Existence of Coupled Quasi-solutions of Systems of Nonlinear Reaction-diffusion Equations

Abstract

**Please note that the full text is embargoed** ABSTRACT: Systems of nonlinear parabolic initial boundary value problems arise in many applications such as epidemies, ecology, biochemistry, biology, chemical and nuclear engineering. Constructive methods of proving existence results for such problems, which can also provide numerical procedures for the computation of solutions, are of greater value than theoretical existence results. The method of upper and lower solutions coupled with monotone iterative technique has been employed successfully to prove existence of multiple solutions of nonlinear reaction-diffusion equations, in special case, by various authors [3,4,5,10,11,15 181. Recently, in [6,17] weakly coupled systems of reaction diffusion equations, when the nonlinear terms are independent of gradient terms, are discussed and some special type of results are obtained.

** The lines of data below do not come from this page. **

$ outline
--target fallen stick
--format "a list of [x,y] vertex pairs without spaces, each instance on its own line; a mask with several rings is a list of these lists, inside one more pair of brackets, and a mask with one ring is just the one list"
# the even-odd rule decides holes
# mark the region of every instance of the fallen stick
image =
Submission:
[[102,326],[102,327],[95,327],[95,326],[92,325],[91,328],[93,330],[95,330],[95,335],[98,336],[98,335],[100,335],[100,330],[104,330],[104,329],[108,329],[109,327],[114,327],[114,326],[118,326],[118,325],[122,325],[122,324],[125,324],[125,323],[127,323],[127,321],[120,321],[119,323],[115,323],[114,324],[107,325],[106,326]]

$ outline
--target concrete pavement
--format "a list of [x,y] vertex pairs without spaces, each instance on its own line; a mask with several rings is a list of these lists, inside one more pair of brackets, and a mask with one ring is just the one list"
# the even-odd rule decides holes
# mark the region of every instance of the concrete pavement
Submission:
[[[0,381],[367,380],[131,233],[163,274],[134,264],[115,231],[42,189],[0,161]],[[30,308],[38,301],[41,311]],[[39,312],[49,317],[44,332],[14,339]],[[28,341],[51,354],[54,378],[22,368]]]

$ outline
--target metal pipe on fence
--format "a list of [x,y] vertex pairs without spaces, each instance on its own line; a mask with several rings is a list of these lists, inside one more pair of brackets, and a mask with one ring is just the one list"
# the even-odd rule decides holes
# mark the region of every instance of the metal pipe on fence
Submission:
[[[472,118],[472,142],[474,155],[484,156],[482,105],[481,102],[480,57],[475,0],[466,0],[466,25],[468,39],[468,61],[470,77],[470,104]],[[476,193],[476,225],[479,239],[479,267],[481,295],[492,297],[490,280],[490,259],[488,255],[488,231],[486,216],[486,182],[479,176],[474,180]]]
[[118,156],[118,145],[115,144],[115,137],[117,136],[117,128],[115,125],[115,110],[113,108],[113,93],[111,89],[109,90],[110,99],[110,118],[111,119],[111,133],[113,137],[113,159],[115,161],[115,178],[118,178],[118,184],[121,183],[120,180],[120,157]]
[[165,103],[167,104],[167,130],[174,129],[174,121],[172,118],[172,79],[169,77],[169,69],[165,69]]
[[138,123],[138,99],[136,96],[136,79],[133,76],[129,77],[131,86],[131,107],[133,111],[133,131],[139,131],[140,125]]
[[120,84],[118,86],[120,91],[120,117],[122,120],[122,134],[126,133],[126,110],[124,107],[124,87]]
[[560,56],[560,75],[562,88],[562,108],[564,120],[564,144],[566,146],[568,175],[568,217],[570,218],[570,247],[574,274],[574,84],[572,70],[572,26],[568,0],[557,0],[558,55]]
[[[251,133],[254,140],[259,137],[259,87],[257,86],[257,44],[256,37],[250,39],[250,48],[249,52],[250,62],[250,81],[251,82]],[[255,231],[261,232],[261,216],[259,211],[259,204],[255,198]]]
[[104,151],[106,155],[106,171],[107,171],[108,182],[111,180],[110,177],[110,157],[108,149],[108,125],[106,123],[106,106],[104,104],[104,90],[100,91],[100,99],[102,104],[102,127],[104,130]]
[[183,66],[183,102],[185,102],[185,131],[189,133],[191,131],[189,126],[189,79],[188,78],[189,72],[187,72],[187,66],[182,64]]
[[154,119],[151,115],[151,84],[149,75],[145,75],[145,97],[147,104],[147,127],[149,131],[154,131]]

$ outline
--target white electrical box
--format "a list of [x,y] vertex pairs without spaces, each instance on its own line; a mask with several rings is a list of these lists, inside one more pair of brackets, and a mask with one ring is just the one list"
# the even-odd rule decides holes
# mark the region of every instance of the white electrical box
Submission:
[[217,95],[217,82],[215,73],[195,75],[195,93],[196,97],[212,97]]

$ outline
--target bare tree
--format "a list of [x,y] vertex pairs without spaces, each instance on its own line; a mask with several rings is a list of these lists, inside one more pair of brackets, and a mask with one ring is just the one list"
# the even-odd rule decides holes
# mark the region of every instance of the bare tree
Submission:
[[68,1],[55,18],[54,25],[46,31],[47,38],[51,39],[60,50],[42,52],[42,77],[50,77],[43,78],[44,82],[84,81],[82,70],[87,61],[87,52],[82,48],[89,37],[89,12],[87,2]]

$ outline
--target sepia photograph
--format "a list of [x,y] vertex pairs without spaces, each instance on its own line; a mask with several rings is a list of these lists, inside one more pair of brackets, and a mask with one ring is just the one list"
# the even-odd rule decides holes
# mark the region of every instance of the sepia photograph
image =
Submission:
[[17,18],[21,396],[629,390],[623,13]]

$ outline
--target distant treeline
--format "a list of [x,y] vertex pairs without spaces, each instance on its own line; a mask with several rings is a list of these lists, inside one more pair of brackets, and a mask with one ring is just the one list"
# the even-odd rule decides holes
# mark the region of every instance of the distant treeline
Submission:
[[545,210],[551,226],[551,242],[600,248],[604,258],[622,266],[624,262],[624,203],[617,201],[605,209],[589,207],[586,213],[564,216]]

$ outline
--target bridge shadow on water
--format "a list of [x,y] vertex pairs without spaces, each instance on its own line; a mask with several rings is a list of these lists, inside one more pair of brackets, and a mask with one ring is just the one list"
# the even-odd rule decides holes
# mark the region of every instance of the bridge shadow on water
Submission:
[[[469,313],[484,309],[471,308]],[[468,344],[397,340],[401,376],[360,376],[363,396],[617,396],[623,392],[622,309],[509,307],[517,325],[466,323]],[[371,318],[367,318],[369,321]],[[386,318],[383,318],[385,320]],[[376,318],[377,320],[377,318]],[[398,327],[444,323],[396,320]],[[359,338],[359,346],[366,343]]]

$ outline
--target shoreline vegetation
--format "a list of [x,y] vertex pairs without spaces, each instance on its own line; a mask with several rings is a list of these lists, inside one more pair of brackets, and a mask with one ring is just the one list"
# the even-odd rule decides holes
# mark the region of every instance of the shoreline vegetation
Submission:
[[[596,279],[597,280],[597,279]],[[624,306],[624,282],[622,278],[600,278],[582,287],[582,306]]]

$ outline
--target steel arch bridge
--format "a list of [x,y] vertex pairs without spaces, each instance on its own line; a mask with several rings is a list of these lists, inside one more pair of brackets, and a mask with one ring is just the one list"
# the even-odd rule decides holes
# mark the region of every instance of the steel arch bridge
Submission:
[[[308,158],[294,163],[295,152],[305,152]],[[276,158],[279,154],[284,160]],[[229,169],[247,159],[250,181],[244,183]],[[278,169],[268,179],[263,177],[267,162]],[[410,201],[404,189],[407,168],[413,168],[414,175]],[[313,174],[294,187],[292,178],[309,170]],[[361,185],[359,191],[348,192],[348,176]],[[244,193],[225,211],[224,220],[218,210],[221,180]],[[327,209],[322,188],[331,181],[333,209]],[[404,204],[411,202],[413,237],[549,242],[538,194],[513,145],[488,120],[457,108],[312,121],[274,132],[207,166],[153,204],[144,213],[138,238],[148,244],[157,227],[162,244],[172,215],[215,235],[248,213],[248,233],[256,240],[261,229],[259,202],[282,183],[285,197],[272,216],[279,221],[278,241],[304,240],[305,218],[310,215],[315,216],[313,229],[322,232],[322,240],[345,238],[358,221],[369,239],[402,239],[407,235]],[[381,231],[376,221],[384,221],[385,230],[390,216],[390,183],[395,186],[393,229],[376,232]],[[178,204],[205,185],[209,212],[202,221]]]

We, in this paper, investigate general systems of nonlinear reaction-diffusion problems when the nonlinear terms possess a mixed quasi-monotone property. We discuss a very general situation and obtain coupled extremal quasi-solutions, which in special cases, reduce to minimal and maximal solutions. We shall also indicate how one step cyclic monotone iterative schemes can be generated which yield accelerated rate of convergence of iterates. This work is in the spirit of our recent paper [12] for elliptic systems.